# Hydor in-line heater on filter inlet?



## Siege (19 Dec 2019)

i know the traditional way to to place the inline heater is on the filter outlet.

But is there any reason why it can’t go on the filter inlet. Has anyone done this or can explain why it is not a good idea?

I would like to put it on the inlet and co2 inline on outlet. Tank is only running at 22 degrees.

Cheers

Steven

Ps. Is there any other inline heaters on the market? I only know of Hydor.


----------



## John S (19 Dec 2019)

I always ran mine on the inlet when I used it and CO2 on the outlet. No issues for me.


----------



## Tim Harrison (19 Dec 2019)

I tried it once, it's just more prone to getting gunged up and therefore not necessarily working as efficiently. 
If it helps I have both heater and atomizer on the outlet. Atomizer first and then heater.


----------



## Nuno Gomes (19 Dec 2019)

It tends to create air pockets more easily when it's placed on the inlet, but if you're careful when priming the filter and tilt the heater a bit to get all the air out there's no reason you cant do it.


----------



## Zeus. (19 Dec 2019)

Think its because heat raises so the heating should in theory be better if the flow is the same way so, plus theres the potential detritus as Tims says and post filter is cleaner OFC


----------



## Siege (19 Dec 2019)

Cheers guys,

I’ll try to leave it on the outlet and see if there’s room for co2 also.

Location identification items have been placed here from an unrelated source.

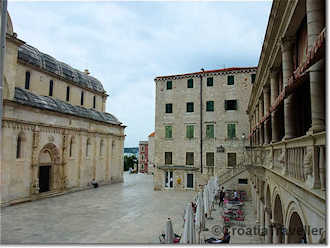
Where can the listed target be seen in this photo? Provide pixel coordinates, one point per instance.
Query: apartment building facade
(200, 125)
(287, 125)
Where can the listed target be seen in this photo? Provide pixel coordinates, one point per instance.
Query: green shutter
(231, 131)
(190, 131)
(210, 131)
(168, 132)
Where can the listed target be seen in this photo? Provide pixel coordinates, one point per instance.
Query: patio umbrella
(169, 234)
(189, 235)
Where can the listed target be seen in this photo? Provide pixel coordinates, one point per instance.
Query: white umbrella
(169, 234)
(189, 235)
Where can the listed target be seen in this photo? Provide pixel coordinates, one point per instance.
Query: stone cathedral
(56, 135)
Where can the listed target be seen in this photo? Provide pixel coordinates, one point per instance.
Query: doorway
(44, 178)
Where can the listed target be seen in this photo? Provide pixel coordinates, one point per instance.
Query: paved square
(131, 212)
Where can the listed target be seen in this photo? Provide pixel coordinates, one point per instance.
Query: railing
(301, 159)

If not I’ll give it a go on the inlet.


----------



## Tim Harrison (19 Dec 2019)

Not a pretty picture but this is how I've done it in quite a low height cabinet...


----------



## lazybones51 (20 Dec 2019)

I'm having the same dilemma. There's not much room in a 60p cabinet with a big canister filter, FE and inline CO2.


----------



## Matt @ ScapeEasy (24 Dec 2019)

Siege said:


> Ps. Is there any other inline heaters on the market? I only know of Hydor.



Just stumbled across the JBL Pro Temp


----------



## Andrew Butler (24 Dec 2019)

Siege said:


> explain why it is not a good idea?


one possible reason I've read, aside from getting gunked up is not reading correct temperatures (do they anyway?) however you can fix that easily by increasing the temperature on the heater and adding a separate controller such as an Elitech a brand widely used in marines. This one makes things easy as it's pre-wired and is sub £20, I use it on my titanium heaters and they've never failed. They just involve a small probe being added inside the aquarium to monitor heat which really is tiny.

*Check out the Elitech website where at the moment the are £15.99, free shipping and an extra 5% off if you add the code 'EXTRA5' as of 24/12/2019


----------



## jkh13 (24 Dec 2019)

Siege said:


> Ps. Is there any other inline heaters on the market? I only know of Hydor.



There are these Chinese ones you can find on eBay for around £20. ETH300 or something. No idea whether they are good or not.


----------



## Ed Wiser (24 Dec 2019)

JBL has a model coming out in February 

http://www.jbl.de/en/products/detail/8742/jbl-protemp-e300


----------



## alto (25 Dec 2019)

Siege said:


> any reason why it can’t go on the filter inlet


Pump design - this will shorten filter pump life
(though perhaps the ADA pumps are atypical - contact tech support )


----------



## Deleted member 18375 (27 Feb 2020)

did you ever do this? was looking at something like this in the future


----------



## Siege (27 Feb 2020)

Hi.

yes have set it up this way on both ADA and Eheim filters. Seems to be working fine on both.

only concern is long term it may reduce the heaters lifespan due to dirt build up.


----------